EXCLUSIVE CONCERT REVIEW:
Grateful Dead's Mickey Hart Ponders Disco At the Fillmore
Monday, October 18, 2010
Joel Selvin
Mickey Hart, who likes to check out concerts like field trips, investigated the show by disco remix specialist Paul Oakenfold on Thursday at the Fillmore Auditorium, site of many youthful frolics for Hart and his band of merry men, the Grateful Dead.
Hart is not just another drummer from some famous ‘60s rock band. He has done more than anyone to expose in America drummers from other cultures – India, Brazil, Egypt, Africa, Japan. He wrote – or supervised teams of writers and researchers who produced – three well-regarded books about the history of percussion. He was instrumental in bringing the Gyoto Monks to this country and has made records with the Kaluli rainforest people from New Guinea. He is a member of the board of directors of the Library of Congress and the Smithsonian. He has recently been working with astrophysicists gathering and using radio waves from outer space. He is a musical omnivore with a restless, insistent appetite.

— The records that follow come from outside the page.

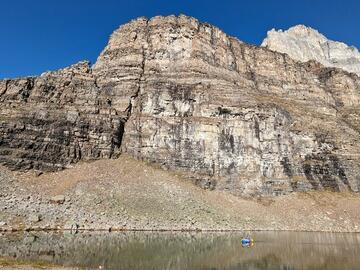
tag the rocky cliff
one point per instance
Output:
(184, 95)
(304, 43)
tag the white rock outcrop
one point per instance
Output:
(303, 43)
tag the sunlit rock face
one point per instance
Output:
(304, 43)
(184, 95)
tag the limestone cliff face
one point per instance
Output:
(304, 43)
(186, 96)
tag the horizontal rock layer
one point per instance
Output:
(304, 43)
(229, 115)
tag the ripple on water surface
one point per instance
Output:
(145, 250)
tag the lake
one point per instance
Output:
(149, 250)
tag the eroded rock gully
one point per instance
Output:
(186, 96)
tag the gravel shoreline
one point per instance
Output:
(126, 195)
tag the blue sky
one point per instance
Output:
(41, 35)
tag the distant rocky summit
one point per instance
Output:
(184, 95)
(304, 43)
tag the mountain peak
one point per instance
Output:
(304, 43)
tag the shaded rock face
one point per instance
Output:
(186, 96)
(304, 43)
(56, 119)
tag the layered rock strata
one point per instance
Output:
(186, 96)
(304, 43)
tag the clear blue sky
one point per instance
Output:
(41, 35)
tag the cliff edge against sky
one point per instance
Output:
(184, 95)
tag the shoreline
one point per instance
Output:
(18, 230)
(129, 195)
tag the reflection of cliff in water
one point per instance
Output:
(187, 251)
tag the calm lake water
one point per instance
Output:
(200, 251)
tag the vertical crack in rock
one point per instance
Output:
(236, 137)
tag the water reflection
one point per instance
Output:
(137, 250)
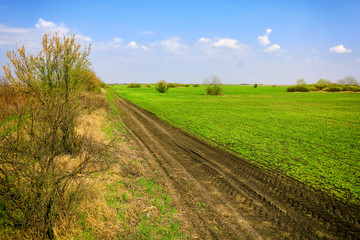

"This is largely neurological," he said halfway through Oakenfold's first, uh, piece. The British deejay, a major name in his field, was playing a special, high-priced concert at the small hall and drew somewhere around half a house. Surrounded by banks of flashing lights, bass booming through the house sound system, drum machine pounding inelegantly, Oakenfold mixed layers of redundant keyboard figures into the simple, formulaic dance music.
"It exists mostly in the vibratory realm," said Hart. "It has very little musicological content. Someday people will attend events that are purely in the vibratory realm. I know you don't believe me, but we will. We're not there yet though."